Molecular and pharmacological validation of Cathepsin S as a novel target in cancer treatment

Malignant cancer is hallmarked by the ability of the tumour to invade its normal surrounding tissue thus permitting its development and spread, frequently to distal sites/organs. The development of these secondary tumours is normally the cause of mortality in the patient. This proposal aims to evaluate the potential for the therapeutic blocking of a destructive enzyme, cathepsin S, in the development and spread of aggressive tumours. Over-produced by tumour and tumour associated cells, the inhibition of this protease may in the future prove useful in combination with chemotherapeutic agents to not only kill the cancer cells but to prevent the spread and seeding of these secondary metastases.

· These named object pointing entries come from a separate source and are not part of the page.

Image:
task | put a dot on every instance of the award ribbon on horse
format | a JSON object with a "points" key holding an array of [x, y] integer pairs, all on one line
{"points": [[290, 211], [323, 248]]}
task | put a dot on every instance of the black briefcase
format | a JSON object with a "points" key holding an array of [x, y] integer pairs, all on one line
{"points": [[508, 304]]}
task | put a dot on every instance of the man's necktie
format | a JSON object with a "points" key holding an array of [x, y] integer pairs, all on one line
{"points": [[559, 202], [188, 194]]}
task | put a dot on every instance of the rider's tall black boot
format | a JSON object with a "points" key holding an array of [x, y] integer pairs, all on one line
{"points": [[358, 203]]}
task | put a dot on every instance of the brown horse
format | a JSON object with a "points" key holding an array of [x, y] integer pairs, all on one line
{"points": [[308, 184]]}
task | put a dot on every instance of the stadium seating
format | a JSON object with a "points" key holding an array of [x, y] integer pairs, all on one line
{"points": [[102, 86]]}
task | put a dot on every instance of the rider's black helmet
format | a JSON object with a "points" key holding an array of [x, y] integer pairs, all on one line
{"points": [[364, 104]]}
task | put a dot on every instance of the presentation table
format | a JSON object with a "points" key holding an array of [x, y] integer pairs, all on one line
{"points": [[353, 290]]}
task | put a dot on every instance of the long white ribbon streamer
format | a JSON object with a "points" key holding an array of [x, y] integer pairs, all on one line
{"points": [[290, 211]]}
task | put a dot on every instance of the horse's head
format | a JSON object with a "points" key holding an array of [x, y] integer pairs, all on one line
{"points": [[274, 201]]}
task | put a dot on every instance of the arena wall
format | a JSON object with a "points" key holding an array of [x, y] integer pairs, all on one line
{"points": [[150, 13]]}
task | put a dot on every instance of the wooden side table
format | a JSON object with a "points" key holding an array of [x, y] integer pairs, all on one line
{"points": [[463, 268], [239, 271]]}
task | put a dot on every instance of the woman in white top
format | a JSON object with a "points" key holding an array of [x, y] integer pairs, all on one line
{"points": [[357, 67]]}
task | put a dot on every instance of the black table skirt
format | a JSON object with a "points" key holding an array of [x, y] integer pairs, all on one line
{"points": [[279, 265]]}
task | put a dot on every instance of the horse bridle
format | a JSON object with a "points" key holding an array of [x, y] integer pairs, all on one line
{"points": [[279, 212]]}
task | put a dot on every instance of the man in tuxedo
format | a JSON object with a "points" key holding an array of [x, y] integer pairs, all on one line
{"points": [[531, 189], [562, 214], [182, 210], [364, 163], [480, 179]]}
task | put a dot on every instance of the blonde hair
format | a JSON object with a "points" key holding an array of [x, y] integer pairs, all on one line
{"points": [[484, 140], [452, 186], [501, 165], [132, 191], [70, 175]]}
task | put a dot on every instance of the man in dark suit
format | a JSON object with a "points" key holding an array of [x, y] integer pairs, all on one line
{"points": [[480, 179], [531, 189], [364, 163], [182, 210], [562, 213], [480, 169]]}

The cysteine protease, cathepsin s, has been implicated in the promotion of the invasive and angiogenic phenotypes of aggressive tumours. Normally found in lysosomes of cells with a restricted tissue expression, cathepsin S has been implicated in the progression of aggressive metastatic tumours. Immunohisto- and biochemical characterization of tumour biopsies has revealed expression and secretion of CatS, where it is thought to mediate remodelling of the extracellular matrix, promoting growth and spread of the tumour and tumour-associated cells. The aim of this work is to validate the targeting of cathepsin S as an anti-tumour therapeutic target; and to evaluate therapeutic inhibition of the enzyme in models of primary tumours and metastases. This investigation will involve the application of in vivo synengenic murine studies to examine both tumour development with stratified cathespin S depletion and the evaluation of a novel experimental therapeutic towards cathepsin S.